Which is why the news that most students are failing to make use of their degrees and are being pushed into low-skilled jobs comes as no surprise. Research from the CIPD (Chartered Institute of Personnel and Development), has found that 58.8 per cent of UK graduates have ended up in non-graduate jobs and estimates that 45% of graduates will not earn enough to pay off their loans. All of this was predicted, of course, by experts back in 2004 when the Labour government first announced their plans to introduce top-up fees.

The reason that myself and so many other students willingly signed up for top-up fees, despite the doomsayers and debt, was that although higher education finance had changed, the thinking behind it hadn’t. Back in 2006 people were still talking about higher education like it was an investment. A degree would pay for itself! It would give students the opportunities and skills to earn a higher salary doing something exciting and interesting! Student debt was seen as “good debt”; like a mortgage or the debt of gratitude you owe a faithful dog who has just dragged you clear of an avalanche.

This idea of “good debt” persisted - from the lecturers who, when quizzed on the courses employment rates, explained that they weren’t “overly concerned with those things”, to the managers who believed that unpaid internships and dead-end admin jobs are a rite of passage.
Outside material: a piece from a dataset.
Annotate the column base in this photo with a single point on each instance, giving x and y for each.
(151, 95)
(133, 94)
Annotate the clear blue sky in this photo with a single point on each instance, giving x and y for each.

I’m not attempting to blame anyone else for my student debt: it’s my name on those bills. I do believe, however, that it is important to ask why I let myself get into that much debt, and why students continue to sign up for useless university courses. When the government brought in top-up fees they introduced a financial model for higher education which had not been seen in the UK before. Rather than adapt our thinking to this new model, most of us are still stuck in the past.

We still believe that a degree for the sake of a degree is enough of a reason to saddle young people with thousands of pounds worth of unshiftable debt. My contemporaries are still expected to squat in entry-level jobs for at least a decade before graduating to the kind of roles that, in theory, they were qualified to fulfil on the day they graduated. And those are the lucky ones. Personally, I am now able to see the funny side of having got into this much debt in pursuit of a degree in Cinema & Television - but that £18k student loan is still one of my biggest regrets.